Let the loyal hearts rejoice in this significant fact. Every line written and every word spoken against the rebel President weakens the confidence of his people and undermines the foundation of his Government. Thus did the grumblers of the French Assembly prepare the way for the revolution which secured the fall of the tyrant Robespierre."


Peace rumors.

It is a noticeable fact that for a long time the word "peace" has hardly been heard in the South. In a brave nation, suffering and struggling for its independence, pouring out its blood like water for liberty, there is something grand in this stern silence. Among the chattering Yankees, however, the desire for peace cannot be concealed. The wish is father to a thousand rumors founded on absolutely nothing. A telegram dated Washington, the 13th inst., says:

‘ The Chronicle to-day publishes a rumor, which, though it is unable to verify, believes the truth by no means improbable, to the effect that Alexander H Stephens and five others had come down to Fortress Monroe under a flag of truce, with

proposals of peace; that they asked to be received in their official capacity as Commissioners from the Southern Confederacy; that their request was refused; but they were informed they would be listened to only as private citizens from Southern States. Inquiry was made this morning in a quarter where such a fact, if it existed, would probably be known, but nothing was obtained confirmatory of the rumor. If any Commissioner, or persons acting by authority of the rebel Government, made a visit to Fortress Monroe, it was upon another subject, namely, the exchange of prisoners, which, for certain reasons, is more probable than the rumor to which reference is made.
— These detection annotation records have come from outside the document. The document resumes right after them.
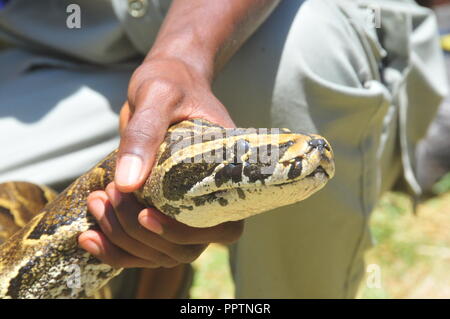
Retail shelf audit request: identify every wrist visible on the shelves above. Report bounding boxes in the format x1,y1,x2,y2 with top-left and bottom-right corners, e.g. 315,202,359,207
144,29,216,85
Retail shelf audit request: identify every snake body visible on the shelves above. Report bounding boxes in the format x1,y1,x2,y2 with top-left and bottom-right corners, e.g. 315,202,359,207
0,120,334,298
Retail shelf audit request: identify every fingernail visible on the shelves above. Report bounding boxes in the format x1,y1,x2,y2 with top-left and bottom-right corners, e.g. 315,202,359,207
115,154,142,186
138,215,163,235
83,240,100,255
89,198,105,218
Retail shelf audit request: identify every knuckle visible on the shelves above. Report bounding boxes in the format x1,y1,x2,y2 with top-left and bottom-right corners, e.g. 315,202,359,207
135,77,184,105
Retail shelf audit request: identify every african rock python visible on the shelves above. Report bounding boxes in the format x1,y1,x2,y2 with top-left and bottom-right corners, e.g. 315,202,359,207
0,120,334,298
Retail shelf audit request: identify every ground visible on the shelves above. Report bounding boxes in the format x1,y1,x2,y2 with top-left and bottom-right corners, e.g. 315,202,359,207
191,174,450,298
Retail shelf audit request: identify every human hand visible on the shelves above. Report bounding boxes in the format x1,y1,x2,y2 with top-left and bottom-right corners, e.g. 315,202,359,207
78,58,243,268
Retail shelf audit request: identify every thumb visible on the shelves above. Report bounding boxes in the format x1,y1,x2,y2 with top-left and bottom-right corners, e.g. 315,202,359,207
114,108,170,193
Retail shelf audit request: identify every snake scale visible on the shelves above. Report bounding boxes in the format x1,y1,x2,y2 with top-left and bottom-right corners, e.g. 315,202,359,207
0,119,334,298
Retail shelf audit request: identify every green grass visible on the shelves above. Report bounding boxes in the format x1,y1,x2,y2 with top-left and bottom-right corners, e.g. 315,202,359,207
191,174,450,298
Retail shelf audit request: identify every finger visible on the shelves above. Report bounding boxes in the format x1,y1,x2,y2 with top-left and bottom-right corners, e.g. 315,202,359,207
115,80,183,192
119,102,131,135
78,230,158,268
138,208,244,245
106,183,207,263
84,195,178,267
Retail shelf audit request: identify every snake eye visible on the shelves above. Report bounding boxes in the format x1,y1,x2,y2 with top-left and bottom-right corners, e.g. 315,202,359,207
308,138,330,151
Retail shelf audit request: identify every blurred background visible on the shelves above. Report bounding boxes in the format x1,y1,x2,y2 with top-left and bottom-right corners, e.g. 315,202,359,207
190,174,450,298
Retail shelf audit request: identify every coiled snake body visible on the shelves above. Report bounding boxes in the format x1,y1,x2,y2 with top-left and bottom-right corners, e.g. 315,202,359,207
0,120,334,298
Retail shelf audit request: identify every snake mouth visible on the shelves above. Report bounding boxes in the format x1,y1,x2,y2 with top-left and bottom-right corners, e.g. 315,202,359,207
305,165,330,179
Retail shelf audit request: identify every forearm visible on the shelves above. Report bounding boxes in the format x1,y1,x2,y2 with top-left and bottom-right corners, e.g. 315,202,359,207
146,0,280,81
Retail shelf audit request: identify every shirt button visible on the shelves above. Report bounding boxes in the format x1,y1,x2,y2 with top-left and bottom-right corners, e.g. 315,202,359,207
128,0,148,18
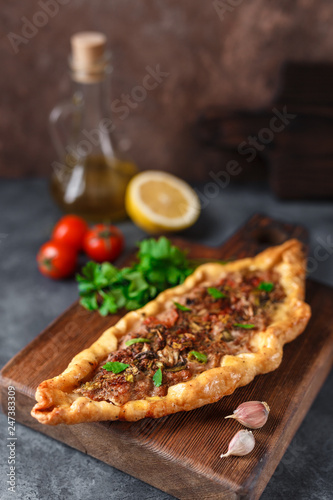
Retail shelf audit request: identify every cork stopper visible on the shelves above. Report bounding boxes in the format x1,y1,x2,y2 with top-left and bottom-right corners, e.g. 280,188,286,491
70,31,108,83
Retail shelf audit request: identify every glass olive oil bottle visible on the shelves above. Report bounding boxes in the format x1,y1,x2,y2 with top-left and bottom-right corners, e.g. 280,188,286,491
50,32,137,222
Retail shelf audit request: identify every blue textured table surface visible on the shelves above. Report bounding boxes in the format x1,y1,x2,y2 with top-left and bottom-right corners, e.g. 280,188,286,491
0,180,333,500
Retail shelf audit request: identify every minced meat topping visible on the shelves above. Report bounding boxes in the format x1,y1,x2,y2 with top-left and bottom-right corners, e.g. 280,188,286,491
76,271,285,405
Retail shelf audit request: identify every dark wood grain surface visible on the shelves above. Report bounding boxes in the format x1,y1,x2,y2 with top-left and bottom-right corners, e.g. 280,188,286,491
1,216,333,500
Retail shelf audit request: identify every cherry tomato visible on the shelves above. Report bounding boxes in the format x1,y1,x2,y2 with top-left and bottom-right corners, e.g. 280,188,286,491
83,224,124,262
52,215,89,250
37,241,77,280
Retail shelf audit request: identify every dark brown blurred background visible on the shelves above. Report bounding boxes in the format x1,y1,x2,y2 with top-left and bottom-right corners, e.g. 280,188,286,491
0,0,333,197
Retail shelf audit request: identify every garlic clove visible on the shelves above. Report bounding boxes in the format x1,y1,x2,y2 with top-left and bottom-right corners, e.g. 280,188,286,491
225,401,270,429
221,430,255,458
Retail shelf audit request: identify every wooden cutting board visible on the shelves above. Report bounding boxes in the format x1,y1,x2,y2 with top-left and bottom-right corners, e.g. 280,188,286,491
0,215,333,500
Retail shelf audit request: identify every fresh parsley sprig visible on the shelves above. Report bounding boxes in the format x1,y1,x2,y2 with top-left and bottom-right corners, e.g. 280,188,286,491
76,236,194,316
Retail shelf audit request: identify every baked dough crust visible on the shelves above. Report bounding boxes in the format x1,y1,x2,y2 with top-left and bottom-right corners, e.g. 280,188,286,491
31,239,311,425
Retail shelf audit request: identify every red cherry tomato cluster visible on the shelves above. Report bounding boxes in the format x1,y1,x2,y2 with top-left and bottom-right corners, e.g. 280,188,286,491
37,215,124,279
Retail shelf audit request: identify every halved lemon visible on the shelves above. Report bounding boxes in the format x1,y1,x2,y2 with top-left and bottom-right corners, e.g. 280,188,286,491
125,170,200,233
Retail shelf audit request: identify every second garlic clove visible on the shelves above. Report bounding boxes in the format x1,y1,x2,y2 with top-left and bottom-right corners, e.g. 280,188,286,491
225,401,270,429
221,430,255,458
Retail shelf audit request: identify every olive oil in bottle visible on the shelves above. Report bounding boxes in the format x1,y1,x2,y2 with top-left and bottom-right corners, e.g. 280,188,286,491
50,32,137,222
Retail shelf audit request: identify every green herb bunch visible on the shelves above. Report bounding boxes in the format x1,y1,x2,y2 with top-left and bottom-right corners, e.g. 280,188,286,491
76,236,194,316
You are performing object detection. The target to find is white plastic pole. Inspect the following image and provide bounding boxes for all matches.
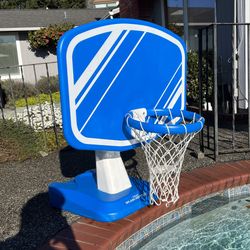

’ Upon the strength of the rumor it is considered how the "rebel" Government may be conferred with. Another telegram says:

‘ No Commissioners or proposals from the civil authorities at Richmond can be received here, as such a step would be equivalent to the recognition of the rebel Government. Whenever any similar proposition may be made by the military leaders, our authorities may receive them; but none can be allowed to enter our lines unless emanating from rebels in arms. This has been the policy of the Administration since the outbreak of the war, and there is no foundation for the belief that any departure will be made from it.